Last week, the New York Times published an article titled, “A County Resents Oil Drilling, Despite the Money It Brings In.”  The author featured Glasscock County, Texas and, in particular, cotton farmer Dennis Seidenberger.  The article did an excellent job at highlighting the hardships facing surface owners, who do not own any portion of the mineral estate underlying their land, in Texas.

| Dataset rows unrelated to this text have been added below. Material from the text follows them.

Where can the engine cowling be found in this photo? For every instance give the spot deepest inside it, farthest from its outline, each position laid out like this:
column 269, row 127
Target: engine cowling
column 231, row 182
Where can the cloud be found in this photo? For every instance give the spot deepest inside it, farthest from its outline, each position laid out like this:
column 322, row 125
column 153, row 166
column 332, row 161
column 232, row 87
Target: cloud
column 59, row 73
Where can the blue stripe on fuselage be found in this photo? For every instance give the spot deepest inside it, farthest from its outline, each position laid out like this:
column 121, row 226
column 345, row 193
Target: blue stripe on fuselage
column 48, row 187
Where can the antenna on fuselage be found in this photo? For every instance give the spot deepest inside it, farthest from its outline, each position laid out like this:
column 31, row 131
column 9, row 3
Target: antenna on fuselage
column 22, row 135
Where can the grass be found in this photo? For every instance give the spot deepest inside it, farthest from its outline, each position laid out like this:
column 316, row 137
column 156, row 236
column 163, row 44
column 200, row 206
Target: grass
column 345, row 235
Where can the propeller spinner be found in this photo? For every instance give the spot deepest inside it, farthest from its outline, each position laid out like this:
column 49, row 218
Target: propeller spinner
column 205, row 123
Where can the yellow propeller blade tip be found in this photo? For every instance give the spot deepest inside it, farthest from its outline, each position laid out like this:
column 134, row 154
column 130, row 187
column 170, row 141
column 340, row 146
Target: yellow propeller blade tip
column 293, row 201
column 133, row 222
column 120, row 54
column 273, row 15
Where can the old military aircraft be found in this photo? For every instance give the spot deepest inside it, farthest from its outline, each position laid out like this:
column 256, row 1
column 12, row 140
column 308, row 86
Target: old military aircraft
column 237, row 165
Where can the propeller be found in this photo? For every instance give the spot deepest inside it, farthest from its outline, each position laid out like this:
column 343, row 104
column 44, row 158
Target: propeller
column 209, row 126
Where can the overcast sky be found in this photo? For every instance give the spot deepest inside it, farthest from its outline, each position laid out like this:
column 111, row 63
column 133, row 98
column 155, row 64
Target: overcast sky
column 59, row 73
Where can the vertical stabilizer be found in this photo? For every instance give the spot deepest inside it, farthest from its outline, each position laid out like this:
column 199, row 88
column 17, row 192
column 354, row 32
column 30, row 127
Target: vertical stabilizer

Under Texas law, ownership of the surface of the land and the minerals underlying the land may be severed.  This means that oftentimes, one person owns the surface of the land and uses that land for farming or ranching, while another person owns the minerals underlying the property.  Importantly, when this occurs, the mineral estate is considered dominant over the surface estate.  This means that, absent an agreement to the contrary, the owner of the mineral estate–or the oil and gas company to whom the mineral owner leased the rights–has the automatic right, generally speaking, to use as much of the surface estate as is reasonably necessary to produce the minerals, without permission from or payment to the surface owner.  For example, absent any contrary language in the lease or a surface use agreement, an oil and gas company leasing the mineral rights can place a drilling pad in the middle of a farmers field, has the right to construct roads, frack ponds, gathering lines, and even disposal wells.  Further, because substances like caliche, gravel, sand, and groundwater are considered part of the surface estate–of which the mineral lessee has the right to use as much as is reasonably necessary–that means that an oil and gas company has the right to use these substances to produce the minerals underlying the land without consent or compensation to the surface owner.

This dominant mineral estate policy imposes a great, and often unexpected and unknown, burden on surface owners, despite the fact that they receive none of the benefits from the mineral lease, such as royalty payments or bonus payments.

Don't Get FrustratedWhat Can Surface Owners Do?

As explained above, the general rule allowing a mineral owner the automatic right to use as much of the surface as is reasonably  necessary applies absent an agreement between the parties modifying that rule.  In order to protect themselves, surface owners should seek to negotiate contractual protections for themselves and their property with the mineral owner/lessee.  If the surface owner also owns some portion of the minerals, he or she should ensure that terms related to protection of the surface be included in the oil and gas lease.

For surface owners who do not own any portion of the minerals–approximately 1/3 – 2/3 of all Texas farmers–the best thing to do is to seek a surface use agreement with the oil and gas company leasing the minerals.  Although the companies are under no obligation to sign such an agreement in Texas, many times they are willing to do so in order to maintain good relations with the surface owners and avoid issues each time they enter the lease.  The surface owner should seek as many protections as possible, including payment for damages to the surface estate, compensation for the construction of roads and drilling pads, and payment for the use of groundwater.  As explained above, however, landowners are often not in a great bargaining position because, under Texas Law, there is no requirement that the company pay any such damages or compensation or enter into a surface use agreement.

What Terms Should Surface Owners Seek?

Surface owners negotiating with oil and gas companies, whether in the context of an oil and gas lease or a surface use agreement, should seek to ensure protection for their land and operation.

The following list is certainly not exhaustive, but it provides surface owners with some of the key terms to consider in negotiating a surface use agreement.  I hope to complete a detailed checklist of terms to consider in the next few months.

  • Compensation for damage to farmland/pasture land from roads, gathering lines, drill pads, etc.
  • Identify certain locations (i.e. in a center pivot circle) where facilities (i.e. drilling pads, compressor stations) may not be placed.
  • Require compensation for construction of roads, drilling pads, and other facilities.
  • Identify specific points of ingress and egress to prevent employees from traversing all over the property.
  • Set specific set-back distances prohibiting drilling of wells near existing structures.
  • Require fencing around drilling equipment in order to keep livestock from access to poisonous substances.
  • Require lining of all pits and ponds to prevent leakage or seepage.
  • Require lessee to comply with all applicable laws, statutes, ordinances and regulations.
  • Prohibit the drilling of disposal wells on the property.
  • Prohibit employees from hunting, fishing, or any other recreational use of the property.
  • Prohibit the free use of surface substances including groundwater, caliche, gravel, and sand; require consent by and payment to the surface owner.
  • Limit the right to install pipelines to gathering lines for product from the lease, not larger transportation lines that may carry other product.
  • Require restoration of land at the completion of drilling and at the completion of the lease.

Given the importance and complexity of these issues, I highly recommend that any landowner seeking to negotiate with an oil and gas company seek counsel from an experienced oil and gas attorney.  Although attorneys can be expensive, it will save landowners a lot of headache, hassle, time, and money in the future if a legal dispute is avoided by a well-drafted agreement.